How are we making the swap?

• We set the contract address we got from MetaMask.
• We typecast the hex call data to bytes.
• Make the contract call using call
• Emitting the balance before and after to make sure the swap worked.

Environment set up

We just need to set one environment variable, ETH_RPC_URL to your RPC provider endpoint. Make sure it’s the endpoint for the network you want to fork.

Run this command in your terminal.

ETH_RPC_URL="paste your rpc url here"

Making the swap

Now that’s everything is set up, let’s run the simulation. Run this command in your terminal.

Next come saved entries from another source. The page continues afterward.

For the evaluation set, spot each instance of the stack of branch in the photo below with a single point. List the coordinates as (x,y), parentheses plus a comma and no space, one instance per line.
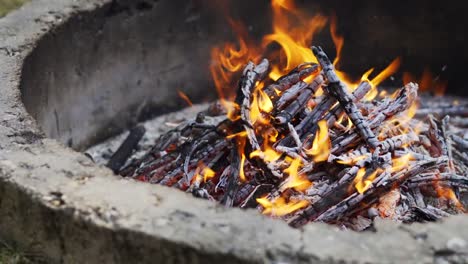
(321,153)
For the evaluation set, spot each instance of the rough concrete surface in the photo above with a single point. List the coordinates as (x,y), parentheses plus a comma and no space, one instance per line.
(56,202)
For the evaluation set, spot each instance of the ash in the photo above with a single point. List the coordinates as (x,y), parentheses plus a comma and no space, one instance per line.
(102,152)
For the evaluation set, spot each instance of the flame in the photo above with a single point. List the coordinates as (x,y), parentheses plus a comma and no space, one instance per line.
(296,181)
(391,69)
(286,47)
(241,150)
(427,83)
(185,97)
(447,193)
(401,162)
(202,172)
(362,183)
(293,32)
(268,155)
(261,105)
(352,161)
(280,207)
(321,146)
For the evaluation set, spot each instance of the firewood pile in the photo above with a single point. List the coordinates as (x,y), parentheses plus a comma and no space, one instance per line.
(307,147)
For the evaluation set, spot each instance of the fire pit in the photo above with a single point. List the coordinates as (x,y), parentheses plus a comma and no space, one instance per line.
(88,70)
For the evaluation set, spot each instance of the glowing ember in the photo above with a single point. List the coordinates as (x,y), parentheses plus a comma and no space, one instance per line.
(313,143)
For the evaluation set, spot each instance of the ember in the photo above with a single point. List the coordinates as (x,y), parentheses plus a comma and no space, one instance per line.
(299,141)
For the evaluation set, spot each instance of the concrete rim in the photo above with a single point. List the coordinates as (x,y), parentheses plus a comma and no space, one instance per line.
(52,201)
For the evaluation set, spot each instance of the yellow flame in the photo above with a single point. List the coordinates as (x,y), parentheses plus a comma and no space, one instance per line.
(321,146)
(207,173)
(264,102)
(294,36)
(352,161)
(268,155)
(447,193)
(280,206)
(296,181)
(362,184)
(401,162)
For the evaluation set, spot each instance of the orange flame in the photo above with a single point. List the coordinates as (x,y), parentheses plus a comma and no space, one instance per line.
(427,83)
(296,181)
(321,146)
(293,31)
(185,97)
(280,206)
(362,183)
(447,193)
(202,172)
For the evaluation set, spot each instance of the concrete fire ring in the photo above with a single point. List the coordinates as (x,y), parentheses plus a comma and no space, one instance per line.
(57,203)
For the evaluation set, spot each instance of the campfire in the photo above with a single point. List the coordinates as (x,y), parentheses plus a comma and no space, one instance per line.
(299,140)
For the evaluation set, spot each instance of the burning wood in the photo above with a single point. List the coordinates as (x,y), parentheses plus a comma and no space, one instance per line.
(343,159)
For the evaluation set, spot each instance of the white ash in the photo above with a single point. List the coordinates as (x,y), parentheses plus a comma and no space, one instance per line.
(102,152)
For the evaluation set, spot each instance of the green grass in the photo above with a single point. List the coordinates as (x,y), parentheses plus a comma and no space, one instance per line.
(8,5)
(10,255)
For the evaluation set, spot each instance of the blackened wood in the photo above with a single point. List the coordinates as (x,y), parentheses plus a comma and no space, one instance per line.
(123,153)
(337,89)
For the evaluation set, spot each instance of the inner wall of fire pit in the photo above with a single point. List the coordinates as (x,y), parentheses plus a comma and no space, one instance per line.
(103,71)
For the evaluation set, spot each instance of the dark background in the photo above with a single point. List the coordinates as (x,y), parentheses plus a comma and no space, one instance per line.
(428,35)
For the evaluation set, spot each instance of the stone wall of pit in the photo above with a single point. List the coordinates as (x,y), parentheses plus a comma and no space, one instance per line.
(57,204)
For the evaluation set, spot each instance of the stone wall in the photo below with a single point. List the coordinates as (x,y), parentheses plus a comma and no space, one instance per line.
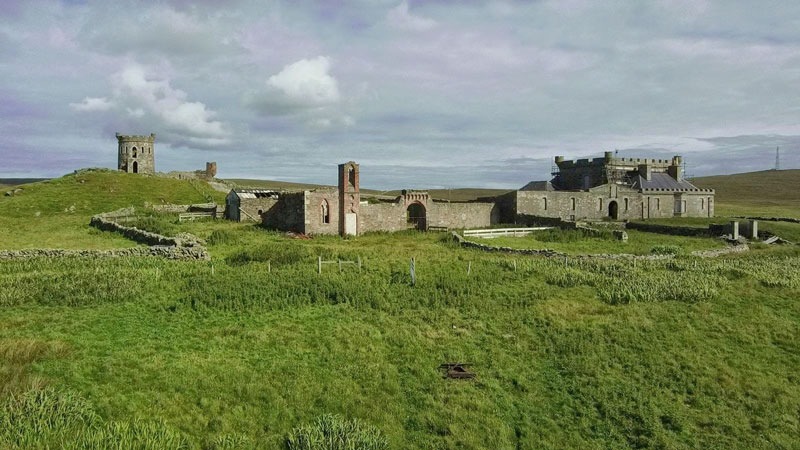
(107,222)
(596,203)
(670,229)
(169,252)
(183,246)
(382,217)
(287,213)
(393,216)
(462,215)
(581,205)
(314,221)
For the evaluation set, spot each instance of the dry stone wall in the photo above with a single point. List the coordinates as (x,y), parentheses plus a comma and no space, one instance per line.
(168,252)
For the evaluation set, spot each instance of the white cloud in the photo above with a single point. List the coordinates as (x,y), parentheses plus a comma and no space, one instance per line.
(307,82)
(156,96)
(400,17)
(91,104)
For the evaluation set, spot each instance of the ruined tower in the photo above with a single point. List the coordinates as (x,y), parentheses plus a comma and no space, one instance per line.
(349,199)
(135,153)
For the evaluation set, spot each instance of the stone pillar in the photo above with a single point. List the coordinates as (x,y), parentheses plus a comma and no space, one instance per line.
(734,229)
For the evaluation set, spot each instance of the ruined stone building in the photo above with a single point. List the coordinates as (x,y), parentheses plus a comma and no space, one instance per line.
(613,188)
(342,211)
(136,153)
(605,188)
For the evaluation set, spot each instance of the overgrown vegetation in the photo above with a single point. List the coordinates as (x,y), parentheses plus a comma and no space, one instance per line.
(255,349)
(336,433)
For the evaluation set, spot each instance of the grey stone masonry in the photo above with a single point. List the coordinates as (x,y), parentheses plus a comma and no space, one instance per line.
(135,154)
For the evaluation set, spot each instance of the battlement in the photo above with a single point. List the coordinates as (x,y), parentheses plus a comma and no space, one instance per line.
(136,138)
(610,160)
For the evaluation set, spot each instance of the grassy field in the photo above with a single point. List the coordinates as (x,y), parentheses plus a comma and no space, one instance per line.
(766,193)
(55,213)
(244,350)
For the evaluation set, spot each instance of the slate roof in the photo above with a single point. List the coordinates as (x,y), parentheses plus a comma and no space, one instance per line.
(538,186)
(256,193)
(663,181)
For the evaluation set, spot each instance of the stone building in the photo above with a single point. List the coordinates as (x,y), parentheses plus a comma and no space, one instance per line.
(135,154)
(249,204)
(602,188)
(342,211)
(613,188)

forge test --fork-url $ETH_RPC_URL -vv

You should see an output like this

Well done! You just successfully forked the state of a live network and played God with it.

Bonus

If you are experimenting with this swap for a considerable amount of time, you might notice that after a while the swap doesn’t work. This is because of the deadline parameter that we saw earlier. After the deadline the swap is invalid. What do can we do? You know where I’m going with this, cheatcodes!

This can be a fun exercise, using warp(uint) + the decoded deadline timestamp, play around and see when the swap is valid/invalid. Happy forging!